Nesse momento, Ariana demonstra incredulidade e exibe ironia diante do cenário irremediável em que deve ensinar a sua produção poética a outra amante de Dioniso. A resposta é firme e preenche os versos restantes do poema:

"Canção e liberdade não se aprendem
Mas posso, encantada, se quiseres
Deitar-me com o amigo que escolheres
E ensinar à mulher e a ti, Dionísio,
A eloquência da boca nos prazeres
E plantar no teu peito, prodigiosa
Um ciúme venenoso e derradeiro."

A vingança de Ariana é honesta: Manan não pode receber a canção e a liberdade de forma dialética, pois o surgimento de ambas está relacionado à experiência de sentir a ausência de Dioniso, o que a amante é incapaz de experimentar pela própria condição que ostenta. Contudo, quando Ariana propõe como alternativa a concretização física do desejo ao lado de outro amante, o amigo de escolha de Dioniso, a protagonista é capaz de ensinar aos dois amantes uma nova lição e de punir Dioniso com a experiência do ciúme.
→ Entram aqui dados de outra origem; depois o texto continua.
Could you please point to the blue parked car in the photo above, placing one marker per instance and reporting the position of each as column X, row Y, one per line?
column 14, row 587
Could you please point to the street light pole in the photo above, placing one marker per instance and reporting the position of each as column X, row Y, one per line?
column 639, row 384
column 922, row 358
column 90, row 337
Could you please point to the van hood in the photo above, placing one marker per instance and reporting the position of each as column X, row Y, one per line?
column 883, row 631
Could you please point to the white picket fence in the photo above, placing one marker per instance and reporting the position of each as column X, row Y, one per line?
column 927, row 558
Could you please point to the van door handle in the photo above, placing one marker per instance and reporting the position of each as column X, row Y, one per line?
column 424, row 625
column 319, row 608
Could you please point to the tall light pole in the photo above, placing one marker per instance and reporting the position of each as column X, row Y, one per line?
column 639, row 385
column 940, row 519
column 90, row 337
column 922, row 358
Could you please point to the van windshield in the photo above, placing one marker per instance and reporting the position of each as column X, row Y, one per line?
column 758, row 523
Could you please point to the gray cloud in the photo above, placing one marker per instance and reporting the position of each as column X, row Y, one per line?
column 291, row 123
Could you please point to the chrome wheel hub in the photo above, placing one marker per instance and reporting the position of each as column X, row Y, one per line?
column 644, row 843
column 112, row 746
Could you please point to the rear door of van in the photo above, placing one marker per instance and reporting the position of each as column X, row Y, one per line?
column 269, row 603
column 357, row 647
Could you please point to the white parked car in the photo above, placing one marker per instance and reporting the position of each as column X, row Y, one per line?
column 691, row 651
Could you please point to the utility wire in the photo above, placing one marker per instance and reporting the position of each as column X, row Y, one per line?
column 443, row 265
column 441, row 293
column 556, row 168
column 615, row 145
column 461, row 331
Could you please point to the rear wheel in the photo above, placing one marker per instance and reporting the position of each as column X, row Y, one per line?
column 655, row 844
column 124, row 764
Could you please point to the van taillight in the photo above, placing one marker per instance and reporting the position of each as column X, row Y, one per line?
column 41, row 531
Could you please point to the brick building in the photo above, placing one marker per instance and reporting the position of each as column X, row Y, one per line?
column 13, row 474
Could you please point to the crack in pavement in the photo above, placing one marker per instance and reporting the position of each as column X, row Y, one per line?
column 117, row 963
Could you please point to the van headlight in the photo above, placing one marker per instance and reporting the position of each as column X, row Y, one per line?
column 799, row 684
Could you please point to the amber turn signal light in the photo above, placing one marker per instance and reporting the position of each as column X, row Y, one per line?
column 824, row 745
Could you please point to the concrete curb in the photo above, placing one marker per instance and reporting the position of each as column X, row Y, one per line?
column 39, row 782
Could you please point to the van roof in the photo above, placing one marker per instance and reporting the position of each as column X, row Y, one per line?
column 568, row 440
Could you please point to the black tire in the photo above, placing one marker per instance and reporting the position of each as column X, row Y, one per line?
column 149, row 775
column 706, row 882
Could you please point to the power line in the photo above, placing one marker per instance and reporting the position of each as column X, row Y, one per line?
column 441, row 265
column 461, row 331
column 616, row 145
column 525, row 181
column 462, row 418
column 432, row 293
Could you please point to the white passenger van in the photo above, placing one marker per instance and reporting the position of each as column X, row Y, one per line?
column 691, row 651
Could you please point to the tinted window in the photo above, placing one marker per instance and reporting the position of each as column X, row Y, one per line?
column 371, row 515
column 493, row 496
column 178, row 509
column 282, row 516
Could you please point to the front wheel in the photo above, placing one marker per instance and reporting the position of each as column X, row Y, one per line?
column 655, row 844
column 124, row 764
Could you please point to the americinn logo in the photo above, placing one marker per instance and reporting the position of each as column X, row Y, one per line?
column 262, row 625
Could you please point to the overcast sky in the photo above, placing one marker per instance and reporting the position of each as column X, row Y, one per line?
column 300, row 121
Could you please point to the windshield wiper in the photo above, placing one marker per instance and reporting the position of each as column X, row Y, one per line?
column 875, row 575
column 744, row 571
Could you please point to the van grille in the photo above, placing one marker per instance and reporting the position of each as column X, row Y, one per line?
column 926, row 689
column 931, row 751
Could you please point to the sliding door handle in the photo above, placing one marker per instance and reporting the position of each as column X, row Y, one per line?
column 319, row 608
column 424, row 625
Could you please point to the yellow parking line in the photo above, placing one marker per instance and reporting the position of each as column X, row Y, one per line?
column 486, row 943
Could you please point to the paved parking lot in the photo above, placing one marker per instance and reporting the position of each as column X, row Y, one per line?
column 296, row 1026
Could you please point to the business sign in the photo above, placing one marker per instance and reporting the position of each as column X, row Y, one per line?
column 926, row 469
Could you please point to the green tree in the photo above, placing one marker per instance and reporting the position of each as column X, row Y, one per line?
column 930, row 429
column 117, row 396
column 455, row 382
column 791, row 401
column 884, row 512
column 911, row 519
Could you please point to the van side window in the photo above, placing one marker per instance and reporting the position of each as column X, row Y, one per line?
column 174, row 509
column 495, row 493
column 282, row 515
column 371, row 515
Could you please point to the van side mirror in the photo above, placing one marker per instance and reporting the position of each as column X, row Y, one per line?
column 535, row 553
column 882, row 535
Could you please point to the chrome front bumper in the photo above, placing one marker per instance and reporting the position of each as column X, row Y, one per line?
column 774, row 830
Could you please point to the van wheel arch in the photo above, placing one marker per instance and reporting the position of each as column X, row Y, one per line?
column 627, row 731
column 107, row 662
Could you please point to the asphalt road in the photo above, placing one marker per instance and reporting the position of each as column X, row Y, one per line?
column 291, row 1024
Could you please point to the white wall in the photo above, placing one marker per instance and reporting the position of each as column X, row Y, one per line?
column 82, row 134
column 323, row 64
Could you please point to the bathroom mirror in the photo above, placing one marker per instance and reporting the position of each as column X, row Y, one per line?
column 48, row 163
A resposta de Ariana encerra, assim, o entrelaçamento entre o mito, a linguagem, a metafísica e o desejo.

A partir da breve reflexão proposta acerca dos poemas I e VII, apenas dois textos entre os dez que compõem o livro, é nítida a importância de ler Hilda Hilst e de discutir a sua vasta obra. Ausente o mítico Dioniso, presentes a metafísica do desejo, a reflexão sobre o amor e a deusa da literatura brasileira.